The mean regression coefficients in Table 2 were then used to estimate the molecular parameters of the 400 samples collected during the cruise for the determination of peak C* and peak T* (Fig. 4). Since the latter were performed with a JY-Horiba Spex Fluoromax-4 spectrofluorometer, the measurements of the 29 samples determined with both spectrofluorometers were used to intercalibrate both instruments (R2 = 0.88, p < 0.0001 for peak C and R2 = 0.77, p < 0.0001 for peak T). Using θ, peak C* and peak T* we were then able to estimate molecular indices (DBE, Ideg, unsaturated aliphatic compounds and CRAM) and build up detailed maps of their distribution for the whole Mediterranean Sea. The model goodness is confirmed by the low mean error of the estimates from the cross validation exercise, by Fig. 4 where colored dots represent measured values for the molecular parameters, and by Fig. 5 where we compared the measured and modeled values using linear regressions. These results indicate that the multiple regression models work well for the Mediterranean Sea (R2 > 0.65, p < 0.0001) and reliable detailed spatial molecular information from FDOM measurements can be gained. Regarding these distributions (Fig. 4), the upper layer in the eastern basin showed SPE-DOM with lower DBE, degradation state and CRAM than the western basin but presented more abundance of unsaturated aliphatic compounds.
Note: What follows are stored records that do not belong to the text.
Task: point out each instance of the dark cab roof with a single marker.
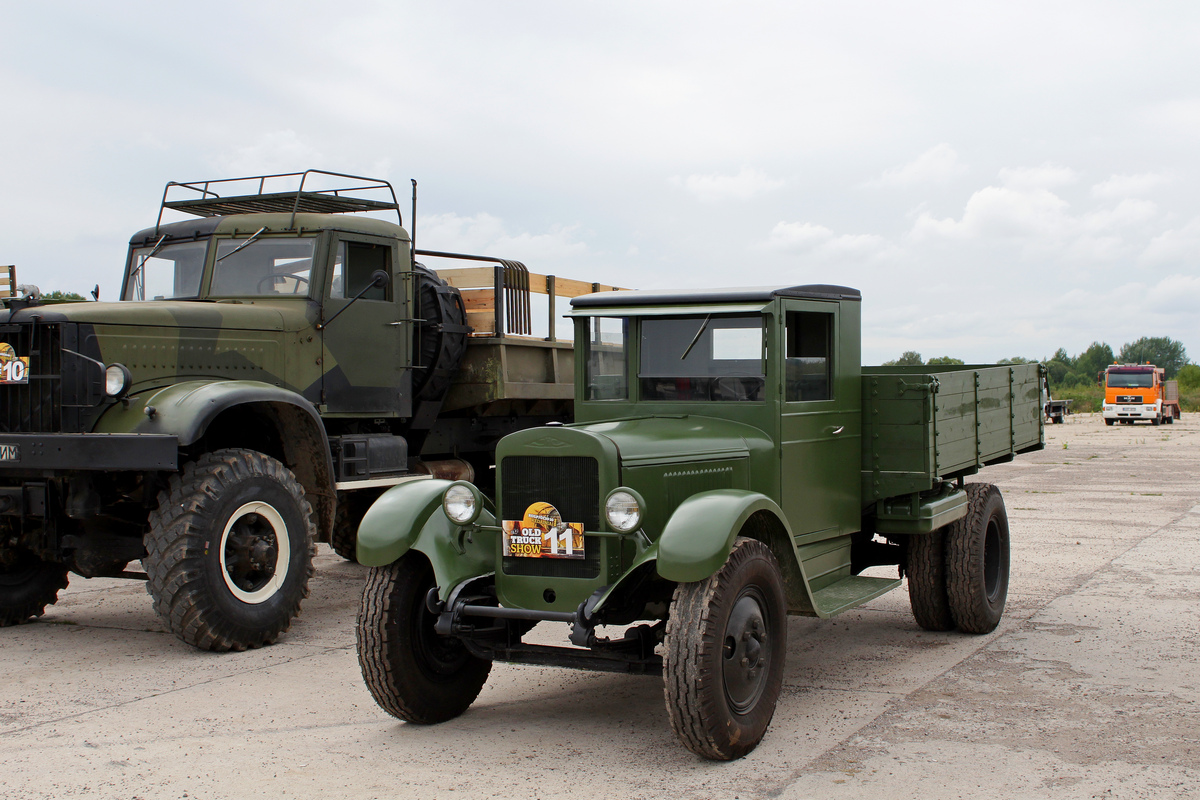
(745, 294)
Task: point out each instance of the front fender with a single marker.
(409, 517)
(700, 534)
(186, 409)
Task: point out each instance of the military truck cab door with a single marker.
(820, 458)
(364, 370)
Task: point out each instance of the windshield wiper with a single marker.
(703, 326)
(245, 244)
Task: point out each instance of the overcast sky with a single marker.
(997, 179)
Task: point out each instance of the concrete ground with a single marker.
(1090, 687)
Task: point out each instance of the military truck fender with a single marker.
(409, 517)
(700, 535)
(191, 409)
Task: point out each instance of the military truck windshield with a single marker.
(1122, 379)
(702, 358)
(265, 266)
(166, 272)
(605, 358)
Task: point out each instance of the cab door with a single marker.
(365, 353)
(820, 423)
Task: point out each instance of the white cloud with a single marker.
(1121, 186)
(1048, 175)
(273, 152)
(1174, 246)
(487, 235)
(713, 188)
(937, 164)
(819, 240)
(1001, 212)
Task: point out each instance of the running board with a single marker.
(849, 593)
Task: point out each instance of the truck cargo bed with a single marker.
(921, 426)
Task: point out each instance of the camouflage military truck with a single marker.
(731, 463)
(273, 365)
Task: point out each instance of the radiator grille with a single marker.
(35, 407)
(571, 485)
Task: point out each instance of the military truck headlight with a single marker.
(117, 379)
(623, 509)
(462, 503)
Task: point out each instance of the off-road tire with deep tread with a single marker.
(694, 663)
(977, 560)
(184, 559)
(413, 673)
(925, 567)
(28, 585)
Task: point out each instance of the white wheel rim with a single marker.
(283, 552)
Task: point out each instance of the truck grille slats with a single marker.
(34, 407)
(569, 483)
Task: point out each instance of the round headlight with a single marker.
(623, 510)
(117, 379)
(461, 503)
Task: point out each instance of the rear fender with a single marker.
(409, 517)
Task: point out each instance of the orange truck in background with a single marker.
(1139, 391)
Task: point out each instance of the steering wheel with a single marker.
(273, 278)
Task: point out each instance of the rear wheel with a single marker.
(413, 673)
(925, 567)
(229, 551)
(726, 641)
(977, 553)
(28, 584)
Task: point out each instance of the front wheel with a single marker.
(28, 584)
(413, 673)
(229, 551)
(977, 553)
(726, 641)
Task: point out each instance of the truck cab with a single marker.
(1139, 391)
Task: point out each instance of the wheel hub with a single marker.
(747, 650)
(255, 551)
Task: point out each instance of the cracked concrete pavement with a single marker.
(1089, 689)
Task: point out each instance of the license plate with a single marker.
(541, 533)
(13, 368)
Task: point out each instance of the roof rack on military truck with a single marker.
(346, 199)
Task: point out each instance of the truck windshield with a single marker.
(166, 272)
(702, 358)
(264, 266)
(605, 358)
(1131, 379)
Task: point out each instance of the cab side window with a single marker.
(353, 266)
(808, 364)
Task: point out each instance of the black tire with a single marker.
(229, 551)
(28, 584)
(726, 641)
(925, 567)
(977, 552)
(413, 673)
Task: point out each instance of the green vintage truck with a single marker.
(731, 463)
(275, 361)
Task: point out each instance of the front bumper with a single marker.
(41, 452)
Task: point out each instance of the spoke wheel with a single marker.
(28, 584)
(725, 643)
(229, 551)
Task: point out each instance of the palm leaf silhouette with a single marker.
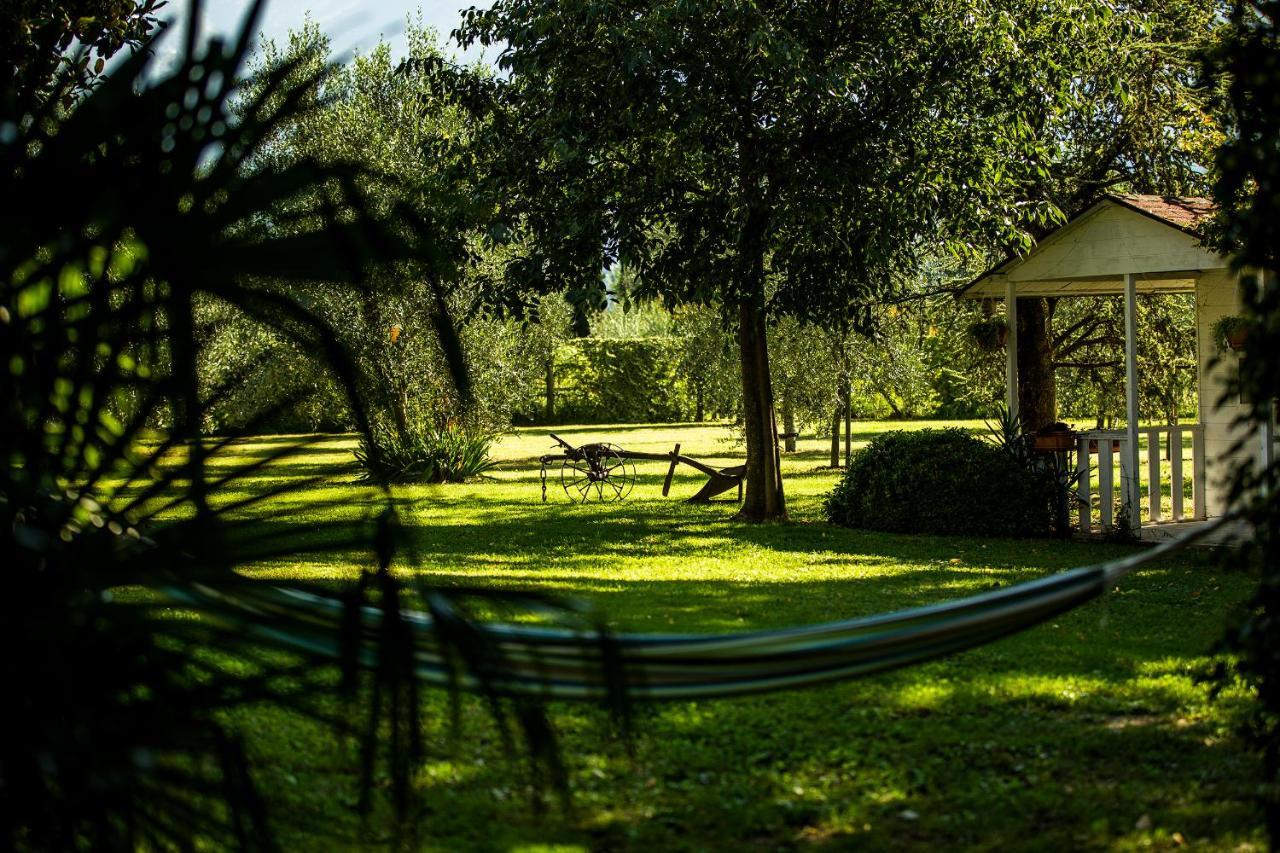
(123, 214)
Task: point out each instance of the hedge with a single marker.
(941, 482)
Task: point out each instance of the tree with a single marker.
(373, 109)
(64, 46)
(553, 327)
(1248, 194)
(717, 146)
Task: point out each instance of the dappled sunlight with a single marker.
(1096, 712)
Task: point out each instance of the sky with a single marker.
(351, 24)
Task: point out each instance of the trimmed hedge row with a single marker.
(940, 482)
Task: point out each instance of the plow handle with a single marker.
(671, 471)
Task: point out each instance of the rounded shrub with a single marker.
(940, 480)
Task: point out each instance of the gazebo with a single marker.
(1124, 245)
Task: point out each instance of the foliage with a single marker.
(1248, 194)
(940, 482)
(1051, 470)
(1226, 329)
(1089, 721)
(448, 454)
(717, 146)
(373, 110)
(708, 361)
(64, 48)
(122, 733)
(611, 381)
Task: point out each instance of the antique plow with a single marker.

Note that for the CRAM distribution (Fig. 4d) the mismatches in the samples collected at station 1 (200, 1000 and 2000 m) and station 7 (110 m) were due to the fact that in the scatter plot (Fig. 5d) the points exhibited a stronger divergence from the linear regression line. Although differences between measured and modeled values of % CRAM in these samples were apparent, the other molecular parameters (i.e. Ideg, AImod, and DBE) did not show such differences. To check if these samples could lead to a different result in the model, we discarded these samples as outliers to obtain a new model and new estimated values. Comparing the two model results (Figure S6), the new model presented slightly lower values in some deep regions but the patterns were not different than in the former model. For this reason we decided to keep these samples in the model.

Overall, in this work we have shown that optical and molecular properties correlated significantly in the Mediterranean Sea. In detail, we have observed relationships between different SPE-DOM groups of molecules and specific DOM fluorescence or absorption parameters. Furthermore, we have established, for the first time, empirical multiple regression models to estimate molecular parameters from optical measurements in open ocean waters.